Atlanta City Council OKs oversight commission for Dickens’ $5B plan

The Atlanta City Council has agreed to form an oversight commission for Mayor Andre Dickens’ $5 billion plan to spur development in historically neglected neighborhoods on the south and west sides.
The resolution passed Monday creates a 13-member Neighborhood Reinvestment Initiative Commission to “ensure fiscal responsibility” and “due diligence” as the body considers legislation to extend eight active tax allocation districts, or TADs, until 2055.
They are set to expire between the next five to 13 years.
The oversight commission will convene in January and deliver its recommendations and findings later in 2026. It will review the more than 215 line items in the mayor’s office project list, according to District 8 Council member Mary Norwood, who sponsored the resolution along with Post 1 at-large Council member Michael Julian Bond.
In an interview with The Atlanta Journal-Constitution last week, Norwood said council members share the mayor’s goals to fund affordable housing, transit and infrastructure.
“Every single one of us wants all communities in the city having access to appropriate resources, to have safe and clean communities, to have healthy outcomes,” Norwood said.
“Though that goal is laudable, the question becomes, which one of these line items … are appropriate for TADs … or are there other ways that we can achieve the goal?”
Council members had agreed to try to complete their work in three months after talks with the mayor’s office on Tuesday, according to Norwood.
Initially, the resolution stated the commission would deliver its findings no later than June 30 but it was amended to March 31, Norwood said during the meeting at City Hall on Monday.
The commission will include representatives from the City Council and the mayor’s office, and four representatives from Invest Atlanta’s TAD Committee — whose members include representatives from Atlanta Public Schools, Fulton County and the Atlanta Planning Advisory Board.
The chairs of the City Council’s Finance/Executive Committee and the Community Development/Human Services Committee will co-chair the commission.
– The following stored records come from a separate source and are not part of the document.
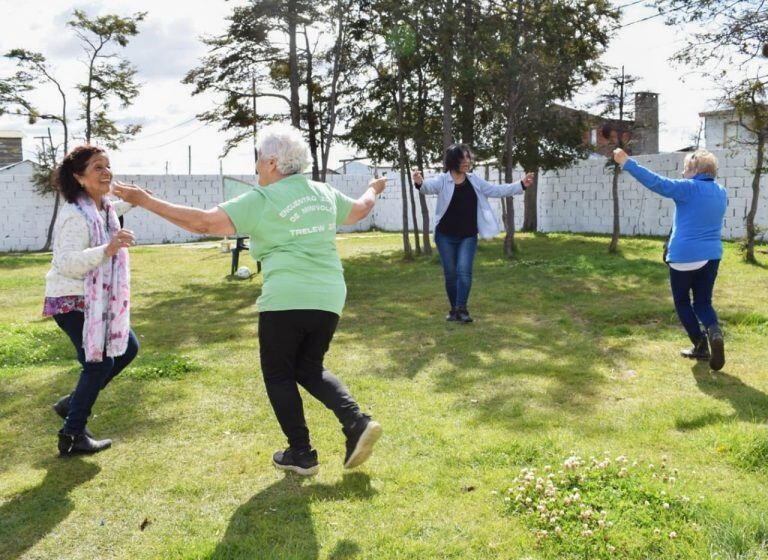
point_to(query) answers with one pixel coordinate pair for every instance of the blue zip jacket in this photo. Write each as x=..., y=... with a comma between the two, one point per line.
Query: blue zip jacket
x=487, y=224
x=700, y=205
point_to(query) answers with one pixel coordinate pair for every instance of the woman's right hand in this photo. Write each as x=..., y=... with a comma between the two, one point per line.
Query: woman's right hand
x=124, y=238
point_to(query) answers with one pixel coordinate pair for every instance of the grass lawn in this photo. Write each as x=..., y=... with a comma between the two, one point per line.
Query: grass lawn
x=574, y=353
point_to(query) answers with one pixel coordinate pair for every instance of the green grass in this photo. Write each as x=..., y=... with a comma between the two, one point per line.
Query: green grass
x=573, y=352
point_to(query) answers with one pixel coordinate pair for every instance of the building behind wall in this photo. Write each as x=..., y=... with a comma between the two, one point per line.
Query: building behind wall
x=10, y=147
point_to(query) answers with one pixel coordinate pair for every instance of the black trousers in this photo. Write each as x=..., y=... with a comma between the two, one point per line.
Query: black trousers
x=292, y=345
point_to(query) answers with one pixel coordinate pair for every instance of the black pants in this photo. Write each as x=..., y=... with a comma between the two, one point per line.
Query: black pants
x=292, y=347
x=94, y=375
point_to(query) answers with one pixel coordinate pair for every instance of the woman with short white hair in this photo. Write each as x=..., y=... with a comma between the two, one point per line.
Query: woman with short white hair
x=695, y=247
x=292, y=223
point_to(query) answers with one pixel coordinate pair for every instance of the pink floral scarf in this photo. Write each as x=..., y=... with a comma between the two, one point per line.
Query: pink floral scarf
x=107, y=288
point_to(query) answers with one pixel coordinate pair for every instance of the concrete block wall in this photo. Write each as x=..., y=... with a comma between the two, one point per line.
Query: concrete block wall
x=577, y=199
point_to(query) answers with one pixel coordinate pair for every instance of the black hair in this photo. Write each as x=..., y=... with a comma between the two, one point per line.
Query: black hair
x=454, y=154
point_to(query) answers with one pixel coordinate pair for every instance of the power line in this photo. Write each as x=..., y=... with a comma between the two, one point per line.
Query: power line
x=167, y=143
x=143, y=136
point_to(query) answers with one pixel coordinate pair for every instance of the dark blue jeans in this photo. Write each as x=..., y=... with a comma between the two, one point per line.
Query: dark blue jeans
x=94, y=375
x=701, y=282
x=457, y=254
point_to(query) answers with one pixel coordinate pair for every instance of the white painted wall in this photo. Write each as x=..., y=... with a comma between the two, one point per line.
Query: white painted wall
x=577, y=199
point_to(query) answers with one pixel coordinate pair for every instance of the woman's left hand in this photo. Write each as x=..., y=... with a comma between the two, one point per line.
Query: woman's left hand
x=527, y=180
x=131, y=193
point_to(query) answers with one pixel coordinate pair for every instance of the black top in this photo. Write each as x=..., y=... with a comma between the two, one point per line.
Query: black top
x=460, y=219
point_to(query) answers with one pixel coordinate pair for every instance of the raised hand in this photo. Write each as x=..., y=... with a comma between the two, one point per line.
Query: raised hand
x=378, y=184
x=620, y=156
x=130, y=193
x=527, y=180
x=123, y=239
x=417, y=177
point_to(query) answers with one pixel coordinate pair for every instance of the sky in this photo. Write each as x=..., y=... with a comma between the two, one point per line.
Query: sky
x=169, y=45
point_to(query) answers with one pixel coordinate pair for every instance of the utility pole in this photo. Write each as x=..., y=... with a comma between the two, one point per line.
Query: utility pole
x=253, y=94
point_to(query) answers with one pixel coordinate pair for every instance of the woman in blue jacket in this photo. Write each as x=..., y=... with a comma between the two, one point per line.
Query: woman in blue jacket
x=463, y=212
x=695, y=248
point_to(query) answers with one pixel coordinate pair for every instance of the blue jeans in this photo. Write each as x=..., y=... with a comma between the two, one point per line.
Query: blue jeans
x=94, y=375
x=701, y=282
x=457, y=255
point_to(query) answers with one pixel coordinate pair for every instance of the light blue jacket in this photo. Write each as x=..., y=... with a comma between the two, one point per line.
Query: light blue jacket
x=700, y=205
x=487, y=223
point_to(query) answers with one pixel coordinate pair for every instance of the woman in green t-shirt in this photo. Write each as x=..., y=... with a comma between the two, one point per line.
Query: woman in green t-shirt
x=292, y=223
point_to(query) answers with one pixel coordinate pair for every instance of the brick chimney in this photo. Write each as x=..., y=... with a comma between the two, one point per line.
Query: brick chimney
x=645, y=135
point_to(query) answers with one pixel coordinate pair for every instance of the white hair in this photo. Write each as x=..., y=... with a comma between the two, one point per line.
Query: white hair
x=285, y=144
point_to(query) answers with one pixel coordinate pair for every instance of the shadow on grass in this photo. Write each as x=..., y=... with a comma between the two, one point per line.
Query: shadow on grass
x=548, y=315
x=749, y=404
x=193, y=314
x=277, y=522
x=30, y=515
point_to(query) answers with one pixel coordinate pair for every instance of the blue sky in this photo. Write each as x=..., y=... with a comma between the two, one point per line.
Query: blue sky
x=168, y=46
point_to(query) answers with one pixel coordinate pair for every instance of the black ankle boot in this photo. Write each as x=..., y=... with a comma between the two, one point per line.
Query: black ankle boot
x=81, y=444
x=61, y=407
x=463, y=315
x=717, y=344
x=699, y=351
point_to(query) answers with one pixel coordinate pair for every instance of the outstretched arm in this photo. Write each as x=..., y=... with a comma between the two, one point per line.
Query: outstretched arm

Members will include people from civic institutions, foundations and nonprofits, Norwood said.
Dickens’ press secretary, Michael Smith, said ahead of Monday’s meeting that the mayor’s office had been coordinating with council members before they finalized the resolution.
Dickens and his chief of staff, Courtney English, have said the plan would address persistent income inequality and poor outcomes in historically segregated parts of the south and west sides of the city.
Even so, critics have questioned the wisdom of extending the districts and say they should be allowed to expire so revenue can go to the city’s general fund and Atlanta Public Schools. Some have argued extending the TADs may even accelerate gentrification and price people out of their communities.
English, who is leading the plan, has said ongoing uncertainty about federal funding means the city needs to lean on other sources to create transit, affordable housing, parks and trails, and improve the city’s aging infrastructure.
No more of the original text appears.